53 Conclusions The Disruptor, a tool from the world of finance, fits really well in an Accelerator control system It simplified the CERN CESAR code base while handling the flow of data more efficiently It is easily integrated in an existing design to replace a queue or a full pipeline of queues The main challenge faced was to switch the developers mind-set to think in asynchronous terms 21/10/2015 WEB3O03 53
54 Useful Links The Disruptor main page with an introduction and code samples: Presentation of the Disruptor at Qcon An article from Martin Fowler: A useful presentation on Latency by Gil Tene who shows that most of what we measure during performance test is wrong: New Async logger in Log4J /10/2015 WEB3O03 54
55
Reactive design patterns for microservices on multicore
Reactive Software with elegance Reactive design patterns for microservices on multicore Reactive summit - 22/10/18 charly.bechara@tredzone.com Outline Microservices on multicore Reactive Multicore Patterns
More informationSystems I: Programming Abstractions
Systems I: Programming Abstractions Course Philosophy: The goal of this course is to help students become facile with foundational concepts in programming, including experience with algorithmic problem
More informationTuesday, April 6, Inside SQL Server
Inside SQL Server Thank you Goals What happens when a query runs?
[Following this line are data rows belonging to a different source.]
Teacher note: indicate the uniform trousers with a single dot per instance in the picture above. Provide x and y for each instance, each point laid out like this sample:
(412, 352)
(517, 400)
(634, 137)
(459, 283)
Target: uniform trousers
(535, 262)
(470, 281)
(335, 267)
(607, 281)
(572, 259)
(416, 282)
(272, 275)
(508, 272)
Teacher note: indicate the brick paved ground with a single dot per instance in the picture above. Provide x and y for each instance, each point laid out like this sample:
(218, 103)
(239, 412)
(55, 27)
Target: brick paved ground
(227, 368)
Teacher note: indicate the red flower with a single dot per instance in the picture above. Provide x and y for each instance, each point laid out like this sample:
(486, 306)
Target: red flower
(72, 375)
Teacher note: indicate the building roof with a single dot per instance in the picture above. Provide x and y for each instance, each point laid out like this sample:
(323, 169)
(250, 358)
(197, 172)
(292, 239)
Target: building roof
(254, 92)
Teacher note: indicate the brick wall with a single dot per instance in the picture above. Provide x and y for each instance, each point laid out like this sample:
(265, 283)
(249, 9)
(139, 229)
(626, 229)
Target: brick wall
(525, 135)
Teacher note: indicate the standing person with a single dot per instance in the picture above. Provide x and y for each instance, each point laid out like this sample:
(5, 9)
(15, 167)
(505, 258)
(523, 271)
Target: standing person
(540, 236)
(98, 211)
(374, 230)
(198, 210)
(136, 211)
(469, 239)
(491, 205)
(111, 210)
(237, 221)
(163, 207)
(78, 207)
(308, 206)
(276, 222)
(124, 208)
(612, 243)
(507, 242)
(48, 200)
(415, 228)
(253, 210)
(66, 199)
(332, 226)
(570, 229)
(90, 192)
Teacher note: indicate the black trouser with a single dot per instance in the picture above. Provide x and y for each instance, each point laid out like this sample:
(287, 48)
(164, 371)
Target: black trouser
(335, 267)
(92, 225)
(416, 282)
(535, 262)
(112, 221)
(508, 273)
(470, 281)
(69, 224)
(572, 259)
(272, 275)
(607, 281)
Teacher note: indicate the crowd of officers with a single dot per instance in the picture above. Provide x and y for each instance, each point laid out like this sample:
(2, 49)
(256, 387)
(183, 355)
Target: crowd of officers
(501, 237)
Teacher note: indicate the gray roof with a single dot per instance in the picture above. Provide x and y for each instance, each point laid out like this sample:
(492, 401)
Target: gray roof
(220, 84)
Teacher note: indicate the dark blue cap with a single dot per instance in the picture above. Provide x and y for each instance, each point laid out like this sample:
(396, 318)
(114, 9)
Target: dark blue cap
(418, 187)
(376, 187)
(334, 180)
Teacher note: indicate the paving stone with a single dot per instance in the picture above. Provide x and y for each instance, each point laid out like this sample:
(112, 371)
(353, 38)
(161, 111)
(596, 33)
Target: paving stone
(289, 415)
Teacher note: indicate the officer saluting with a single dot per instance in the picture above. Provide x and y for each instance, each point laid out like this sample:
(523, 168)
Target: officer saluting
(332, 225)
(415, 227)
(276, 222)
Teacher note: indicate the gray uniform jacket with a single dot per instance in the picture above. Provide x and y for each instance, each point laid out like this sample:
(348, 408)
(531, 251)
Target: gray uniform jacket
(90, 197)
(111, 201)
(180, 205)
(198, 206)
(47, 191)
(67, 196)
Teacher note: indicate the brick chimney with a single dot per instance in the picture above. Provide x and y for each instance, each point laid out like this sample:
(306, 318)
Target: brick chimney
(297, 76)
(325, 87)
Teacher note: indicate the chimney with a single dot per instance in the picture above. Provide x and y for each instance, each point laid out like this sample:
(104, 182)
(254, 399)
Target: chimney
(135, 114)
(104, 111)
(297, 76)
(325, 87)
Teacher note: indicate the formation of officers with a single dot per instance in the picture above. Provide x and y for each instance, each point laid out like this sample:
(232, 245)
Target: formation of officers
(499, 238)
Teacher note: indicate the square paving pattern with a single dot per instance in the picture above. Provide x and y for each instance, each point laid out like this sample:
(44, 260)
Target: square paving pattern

What each component does How to observe what s going on Delicious SQL Cake Delicious SQL Cake Delicious SQL Cake Delicious SQL Cake Delicious
More informationA Quest for Predictable Latency Adventures in Java Concurrency. Martin Thompson
A Quest for Predictable Latency Adventures in Java Concurrency Martin Thompson - @mjpt777 If a system does not respond in a timely manner then it is effectively unavailable 1. It s all about the Blocking
More informationLearning with Purpose
Network Measurement for 100Gbps Links Using Multicore Processors Xiaoban Wu, Dr. Peilong Li, Dr. Yongyi Ran, Prof. Yan Luo Department of Electrical and Computer Engineering University of Massachusetts
More informationCS 856 Latency in Communication Systems
CS 856 Latency in Communication Systems Winter 2010 Latency Challenges CS 856, Winter 2010, Latency Challenges 1 Overview Sources of Latency low-level mechanisms services Application Requirements Latency
More informationHigh performance and scalable architectures
High performance and scalable architectures A practical introduction to CQRS and Axon Framework Allard Buijze allard.buijze@trifork.nl Allard Buijze Software Architect at Trifork Organizers of GOTO & QCON
More informationAn efficient Unbounded Lock-Free Queue for Multi-Core Systems
An efficient Unbounded Lock-Free Queue for Multi-Core Systems Authors: Marco Aldinucci 1, Marco Danelutto 2, Peter Kilpatrick 3, Massimiliano Meneghin 4 and Massimo Torquati 2 1 Computer Science Dept.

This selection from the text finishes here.